生真面目秘書だった彼がハイスペ副社長になって滾る執愛を刻み込んできます
「ふーん、なるほど。大丈夫よ、ランチミーティングを入れておいて」

 それだけ言うと、歩を進めようとする。
 しかし、背後からなにか言いたげな視線を感じ、再び足を止めて光輝を振り返った。

「ディナーじゃなくてよかったわ。ランチなら、すぐに退散できるでしょう?」

 ディナーだった場合、会食の後に場所を変えてお酒でもなんて話に流れることが多い。だが、ランチなら『この後ほかにも商談があるので』などと言って逃げられる。

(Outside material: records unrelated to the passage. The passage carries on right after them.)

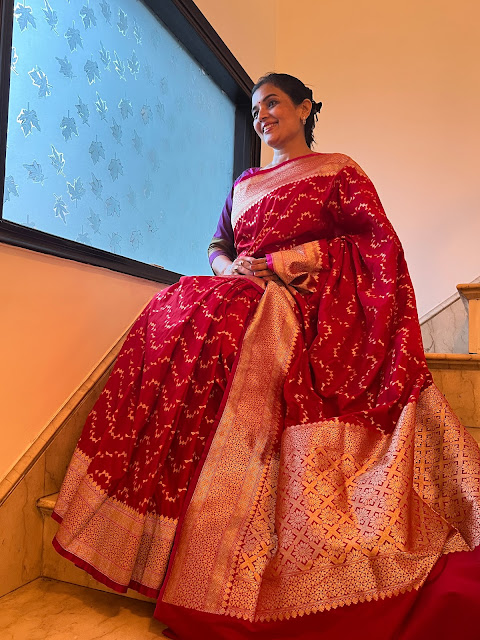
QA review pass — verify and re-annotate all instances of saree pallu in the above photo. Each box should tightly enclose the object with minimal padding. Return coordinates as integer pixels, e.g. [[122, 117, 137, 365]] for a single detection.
[[54, 154, 480, 640]]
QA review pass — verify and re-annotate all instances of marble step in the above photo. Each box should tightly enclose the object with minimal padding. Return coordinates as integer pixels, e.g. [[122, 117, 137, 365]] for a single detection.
[[425, 353, 480, 430], [39, 493, 155, 604], [0, 578, 169, 640]]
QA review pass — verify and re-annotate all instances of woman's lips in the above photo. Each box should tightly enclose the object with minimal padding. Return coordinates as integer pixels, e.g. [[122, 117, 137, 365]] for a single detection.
[[263, 122, 276, 133]]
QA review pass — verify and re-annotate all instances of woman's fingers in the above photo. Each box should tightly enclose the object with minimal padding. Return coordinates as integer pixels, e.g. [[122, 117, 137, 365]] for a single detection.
[[232, 256, 280, 282]]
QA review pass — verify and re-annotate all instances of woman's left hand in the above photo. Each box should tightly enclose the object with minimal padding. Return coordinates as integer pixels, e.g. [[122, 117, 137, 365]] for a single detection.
[[240, 256, 280, 282]]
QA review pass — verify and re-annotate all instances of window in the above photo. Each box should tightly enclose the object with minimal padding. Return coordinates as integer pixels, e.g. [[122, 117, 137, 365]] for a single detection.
[[0, 0, 259, 282]]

 そこまで心配する必要はない。そう判断したのだが、光輝は違うようだ。
 いまだになにか物言いたげな様子の彼を見て、理彩子は腰に手をあてて顔を上げる。

「経営者がどうであれ、あそこの商品はいいわ。絶対にこの商談はまとめたい」
「社長」
「そういう相手を軽くあしらえる手腕はある。心配はいらないわ。それに――」

 クールな態度ではあるが、光輝は理彩子に対して並々ならぬ忠誠心があるのを知っている。
 同時に、過保護であるということも。

 だてに五年も一緒にバディを組んでいない。腕組みをし、背の高い光輝を見上げる。
 チタンフレームのメガネ越しに彼を見つめて口もとを緩めた。

「なにかあれば、私の腹心の部下が助けてくれるでしょう? だから、私は大船に乗った気持ちで商談に行けるのよ」

 この五年間、光輝が常に理彩子のそばを離れずに支えてくれた。だからこそ、安心してどんな相手でも立ち向かえたのだ。

 もちろん光輝にばかり頼ってなどいられないし、頼るつもりはない。
 自分の足でしっかりと立てる人間でなければ、会社のトップになどなれないだろう。
 その努力はたゆまずしてきたつもりだ。